Three generations consisting of five people now needed food. Ruan Wenping had to stop going to school to work the family’s farm. Every day, he limped along, leading his blind father to work in the field. The father and son hoed and raked the stony soil. The father dug and the son sowed. The father covered the seeds and the son spread the manure. Every day, they left home early in the morning and came back late at night, whether in rain or wind. The two disabled men toiled in the field, sowing in spring and ploughing in summer, just like the other farmers. They made a living by relying on that field. None of the family calculated how much work the father and son had done that year, nor weighed how much they had harvested from their field. 

But, Father Ruan couldn’t keep back his tears. He decided to lease the family’s land to allow his son to return to school! Ruan valued greatly the hard-earned opportunity to learn and he studied exceptionally hard. After primary school, he entered middle school with excellent marks. In each of the three years of junior middle school he was selected as a student of top merit. He joined the Youth League as well. With the help of the school, teachers, and classmates, and with financial assistance from the civil affairs department, he finished junior middle school. He not only acquired knowledge, but grew a grateful heart. He did well in the entrance examination for higher learning, and the results he earned qualified him for a key senior middle school or technical secondary school. He became the best student at his school. However, finances constrained him once more, and he missed the chance to go to a secondary medical school in Sichuan.

Ruan Wenping is both an unfortunate and a fortunate man. After junior middle school, he earned an exceptional appointment to work as a temporary substitute teacher by Mr. Lei Zhaoxing, Office Director of Xiajia Township Education Committee. His life was thus fundamentally changed.
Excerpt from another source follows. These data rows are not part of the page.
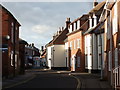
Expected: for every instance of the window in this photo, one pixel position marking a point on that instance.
(70, 29)
(74, 44)
(12, 32)
(16, 34)
(66, 45)
(108, 28)
(78, 61)
(15, 61)
(78, 43)
(115, 20)
(11, 58)
(90, 22)
(74, 26)
(110, 61)
(78, 24)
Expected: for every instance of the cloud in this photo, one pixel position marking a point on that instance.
(41, 29)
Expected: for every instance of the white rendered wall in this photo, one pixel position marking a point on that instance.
(66, 54)
(49, 57)
(94, 52)
(59, 56)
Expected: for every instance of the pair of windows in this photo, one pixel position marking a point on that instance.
(76, 44)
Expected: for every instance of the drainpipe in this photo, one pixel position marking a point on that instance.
(101, 57)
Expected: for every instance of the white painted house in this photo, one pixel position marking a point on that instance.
(93, 55)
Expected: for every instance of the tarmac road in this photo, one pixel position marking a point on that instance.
(50, 80)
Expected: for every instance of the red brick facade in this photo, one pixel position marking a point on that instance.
(10, 44)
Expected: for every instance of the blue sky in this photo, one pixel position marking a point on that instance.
(40, 20)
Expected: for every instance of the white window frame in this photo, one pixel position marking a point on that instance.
(78, 24)
(78, 43)
(78, 61)
(70, 29)
(74, 26)
(12, 32)
(11, 57)
(16, 59)
(115, 20)
(70, 44)
(109, 61)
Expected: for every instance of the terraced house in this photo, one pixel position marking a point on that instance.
(10, 44)
(56, 49)
(93, 42)
(75, 45)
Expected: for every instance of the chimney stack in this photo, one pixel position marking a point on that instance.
(95, 3)
(67, 22)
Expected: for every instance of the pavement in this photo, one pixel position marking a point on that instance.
(86, 80)
(92, 81)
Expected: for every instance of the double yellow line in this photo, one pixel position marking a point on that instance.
(13, 85)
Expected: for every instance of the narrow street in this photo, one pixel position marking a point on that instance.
(45, 79)
(49, 79)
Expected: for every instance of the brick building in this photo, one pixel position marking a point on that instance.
(22, 44)
(56, 49)
(75, 45)
(10, 43)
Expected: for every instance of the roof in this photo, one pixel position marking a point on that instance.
(59, 39)
(85, 16)
(97, 7)
(97, 27)
(9, 13)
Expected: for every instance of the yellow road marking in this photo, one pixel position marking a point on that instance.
(20, 82)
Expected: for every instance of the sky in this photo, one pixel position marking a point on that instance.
(40, 20)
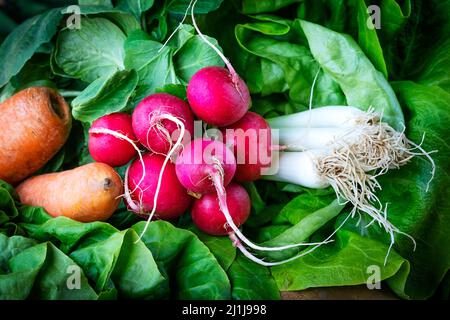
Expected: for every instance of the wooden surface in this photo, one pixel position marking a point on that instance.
(340, 293)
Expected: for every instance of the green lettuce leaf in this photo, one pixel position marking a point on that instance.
(93, 51)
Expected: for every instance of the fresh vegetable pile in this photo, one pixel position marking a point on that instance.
(111, 187)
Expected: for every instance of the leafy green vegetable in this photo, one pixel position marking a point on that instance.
(198, 274)
(250, 281)
(202, 6)
(427, 217)
(136, 7)
(345, 262)
(279, 48)
(175, 63)
(284, 65)
(194, 55)
(104, 96)
(362, 84)
(38, 271)
(25, 40)
(255, 6)
(93, 51)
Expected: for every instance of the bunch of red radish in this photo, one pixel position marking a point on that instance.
(178, 172)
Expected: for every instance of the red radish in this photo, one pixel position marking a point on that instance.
(112, 149)
(250, 138)
(206, 212)
(217, 96)
(172, 198)
(204, 162)
(153, 121)
(205, 165)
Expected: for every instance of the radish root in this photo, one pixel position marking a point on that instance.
(172, 151)
(127, 193)
(217, 179)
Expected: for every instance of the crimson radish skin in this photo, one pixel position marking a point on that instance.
(200, 161)
(208, 217)
(153, 130)
(107, 148)
(172, 199)
(250, 138)
(218, 97)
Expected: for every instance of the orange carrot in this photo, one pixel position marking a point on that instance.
(34, 124)
(87, 193)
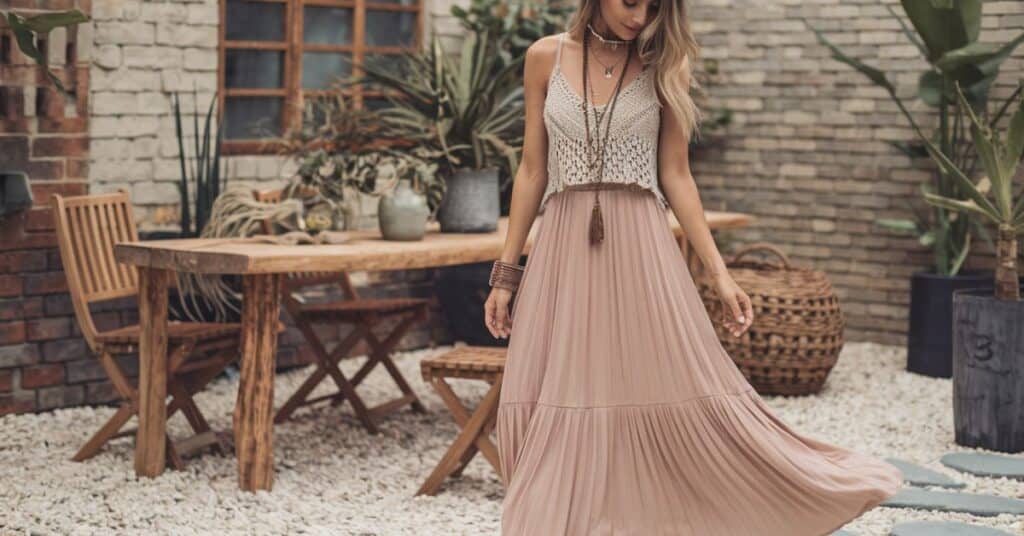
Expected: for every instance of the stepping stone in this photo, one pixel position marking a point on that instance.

Ruan Wenping said, “I am handicapped in both legs and this is an unfair fate for me. But I will blame neither fate nor other people. As a disabled man, I am not embracing ambition, but seek to live a happy life every day. Subjectively, I don’t want to be a burden to my father or brothers, and hope to be able to support myself with my own hard work. Objectively, I don’t want to be a burden on society and want to make a modest contribution with my own efforts.”